Re: hdfs dfsadmin -reconfig datanode <datanode>:50020 start hung

Expert Contributor
Agreed, probably the next step is to look at the logs for potential root cause, the fix will likely be restart the datanode (essentially reloading the config on startup)

Re: hdfs dfsadmin -reconfig datanode <datanode>:50020 start hung

Contributor

How long does it take for the reconfig command to run?

 

This is what I saw from datanode log when removing /hadoop2 patition.

 

2016-12-07 16:42:07,935 INFO org.apache.hadoop.conf.ReconfigurableBase: Starting reconfiguration task.
2016-12-07 16:42:08,047 INFO org.apache.hadoop.conf.ReconfigurableBase: Change property: dfs.datanode.data.dir from "file:///hadoop1/data,file:///hadoop2/data,file:///hadoop3/data,file:///hadoop4/data,file:///hadoop5/data,file:///hadoop6/data,file:///hadoop7/data,file:///hadoop8/data,file:///hadoop9/data,file:///hadoop10/data,file:///hadoop11/data,file:///hadoop12/data" to "file:///hadoop1/data,file:///hadoop3/data,file:///hadoop4/data,file:///hadoop5/data,file:///hadoop6/data,file:///hadoop7/data,file:///hadoop8/data,file:///hadoop9/data,file:///hadoop10/data,file:///hadoop11/data,file:///hadoop12/data".
2016-12-07 16:42:08,047 INFO org.apache.hadoop.hdfs.server.datanode.DataNode: Reconfiguring dfs.datanode.data.dir to file:///hadoop1/data,file:///hadoop3/data,file:///hadoop4/data,file:///hadoop5/data,file:///hadoop6/data,file:///hadoop7/data,file:///hadoop8/data,file:///hadoop9/data,file:///hadoop10/data,file:///hadoop11/data,file:///hadoop12/data
2016-12-07 16:42:08,114 WARN org.apache.hadoop.hdfs.server.common.Util: Path /hadoop2/data should be specified as a URI in configuration files. Please update hdfs configuration.
2016-12-07 16:42:08,115 INFO org.apache.hadoop.hdfs.server.datanode.DataNode: Deactivating volumes (clear failure=true): /hadoop2/data
2016-12-07 16:42:08,115 INFO org.apache.hadoop.hdfs.server.datanode.fsdataset.impl.FsDatasetImpl: Removing /hadoop2/data from FsDataset.
2016-12-07 16:42:08,115 INFO org.apache.hadoop.hdfs.server.datanode.BlockScanner: Removing scanner for volume /hadoop2/data (StorageID DS-8d8c5851-258b-440d-85da-d6219389c9d1)
2016-12-07 16:42:08,116 INFO org.apache.hadoop.hdfs.server.datanode.VolumeScanner: VolumeScanner(/hadoop2/data, DS-8d8c5851-258b-440d-85da-d6219389c9d1) exiting.

 

I assume the message indicate the refresh was done but the hdfs dfsadmin -reconfig datanode mynode:50020 status command still shows the reconfig is running after a long time.

Highlighted

Re: hdfs dfsadmin -reconfig datanode <datanode>:50020 start hung

Contributor

By doing more tests, I found the reconfig command hung if I remove a datanode partition from the config. It doesn't hung if I add a partition.

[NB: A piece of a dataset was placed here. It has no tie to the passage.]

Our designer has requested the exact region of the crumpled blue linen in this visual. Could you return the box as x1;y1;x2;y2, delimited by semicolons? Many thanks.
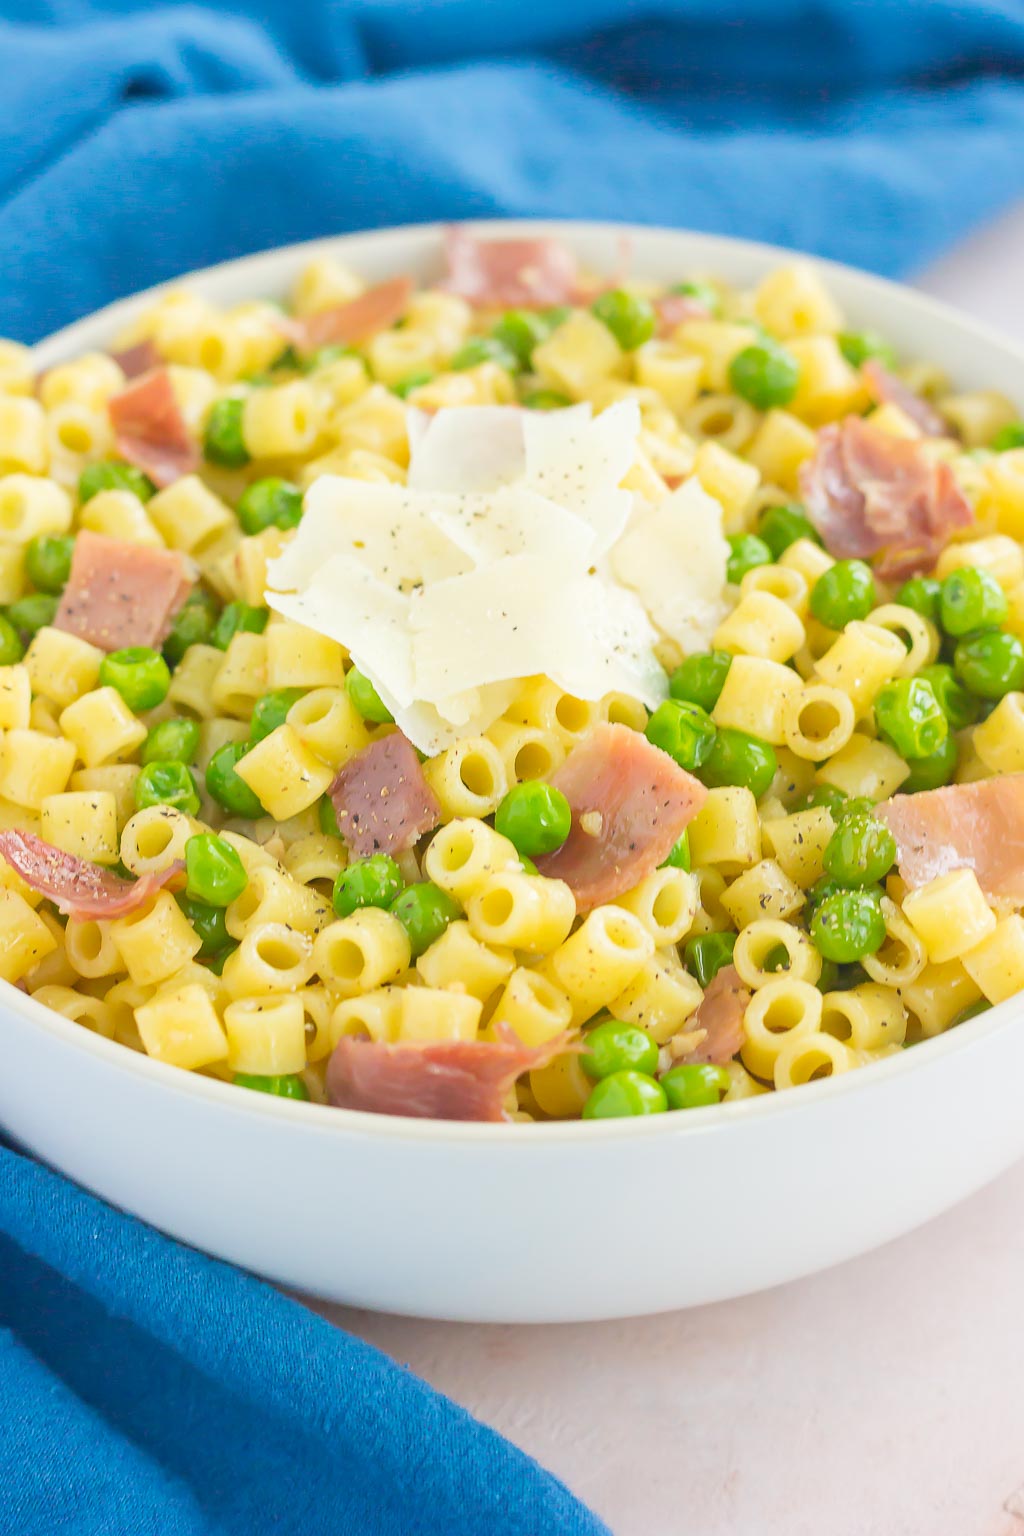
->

Re: hdfs dfsadmin -reconfig datanode <datanode>:50020 start hung

Expert Contributor
Seems like a bug then. It looks like it is removing the drive from config. That WARN before the deactivation starts is suspicious, curious if there is something preventing the drive removal from completing, and thus hanging the reconfig command. A stack trace of the datanode during a reconfig command would tell us more.